Human Rights and Trade - a Balancing Act

April 23, 1997

Is existing human rights legislation adequate to support post-cold-war policy? Legislation in the United States to promote and protect human rights in other countries arose 25 years ago from the unease of many Americans over close association with oppressive anti-communist oligarchies in Latin America.

The result was a body of laws mandating that decisions on economic and military aid, military sales, and export credits take into account how governments treated their peoples.

Further, the acts required the State Department to report annually on human rights conditions in each member country of the United Nations.

The policies and the statutes immediately engendered conflicts with United States security interests. In Iran, the Philippines, and Korea, pressures against human rights abuses were moderated to avoid undermining regimes providing bases, facilities, and significant security cooperation. Abuses were tolerated in Central America to shore up opposition to communist guerrillas. Nevertheless, threats to reduce aid and the embarrassment of negative human rights reports had an effect.

With the end of the cold war, the earlier issues of human rights versus security have largely disappeared. The Berlin Wall fell. All of Eastern Europe and the former Soviet Union are undergoing major internal changes and progress in human rights. Dictators in Central America, the shah of Iran, and Ferdinand Marcos of the Philippines are gone. Mobutu Sese Seko of Zaire is going. Perhaps only the dilemma of how to reconcile the importance of Turkey with that country's treatment of its Kurdish minority remains an echo of past security dilemmas.

Current problems with China illustrate the difficulty of reconciling trade and human rights. Indeed, this dilemma is of a different order. The instruments of the cold war and its legislation are no longer relevant.

Previous human rights and security conflicts were largely considered and resolved within the legislative and executive branches. Some businesses were affected, but the private sector was largely a bystander. If the United States suspended aid to a country, there were relatively few alternative sources. This is not the case when trade is the issue. If the United States government impedes trade opportunities, many competitors lie in wait. In China, large contracts - and jobs - are at stake.

In the cold-war context, aid was the principal instrument of pressure. But the United States has no aid program with China. Beijing either turns a deaf ear to the human rights reports or retaliates with charges against Washington.

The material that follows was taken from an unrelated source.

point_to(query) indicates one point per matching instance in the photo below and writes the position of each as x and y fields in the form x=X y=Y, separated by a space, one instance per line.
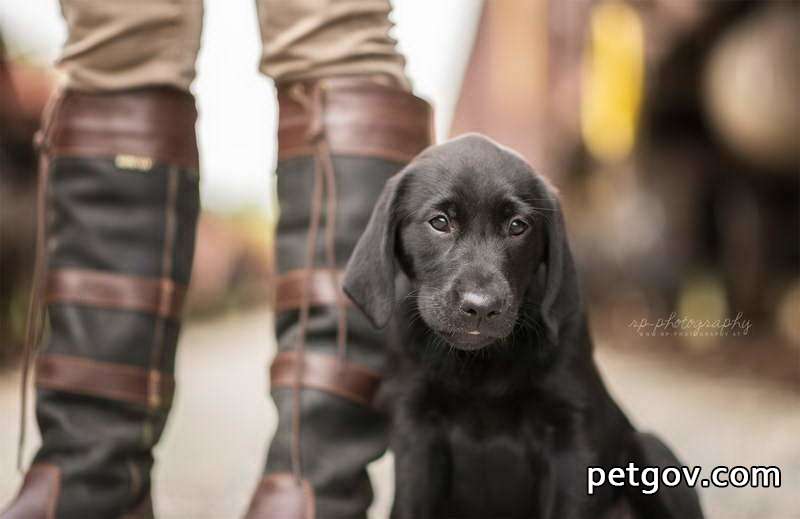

Embarrassment is not leverage with the Chinese.

When trade, not security, is the issue, two instruments remain for the United States: the granting of most favored nation (MFN) status and economic sanctions. Congress and the administration have already demonstrated their reluctance to use MFN as leverage on human rights. Economic sanctions have even less appeal. And the business community works aggressively to ensure that neither is in place. Beyond that, no one is certain that economic pressure would change Chinese policies.

The US does sacrifice commercial advantage where other issues are at stake: terrorism in the case of Iran; Fidel Castro and communism in the case of Cuba; and weapons of mass destruction in Iraq. But similar sacrifices seem less possible when human rights alone are involved.

HUMAN rights issues with China will not disappear. The Tiananmen Square issue of 1989 and the brutal takeover of Tibet make that certain. No United States official, whether executive or legislative, can visit China without openly talking to the Chinese about their treatment of pro-democracy elements. With the incorporation of Hong Kong in July and the indications that Beijing will place new restrictions on freedom, the issue could become even more acute.

Advocates of engagement with China through trade insist that open markets will eventually lead to greater freedoms. Given the ineffectiveness of instruments designed for another age and the reluctance to manipulate trade, perhaps this approach represents the only hope for reconciling the US interest in human rights and long-term relations with China.

* David D. Newsom, former undersecretary of state, is Cumming Memorial Professor of International Affairs at the University of Virginia.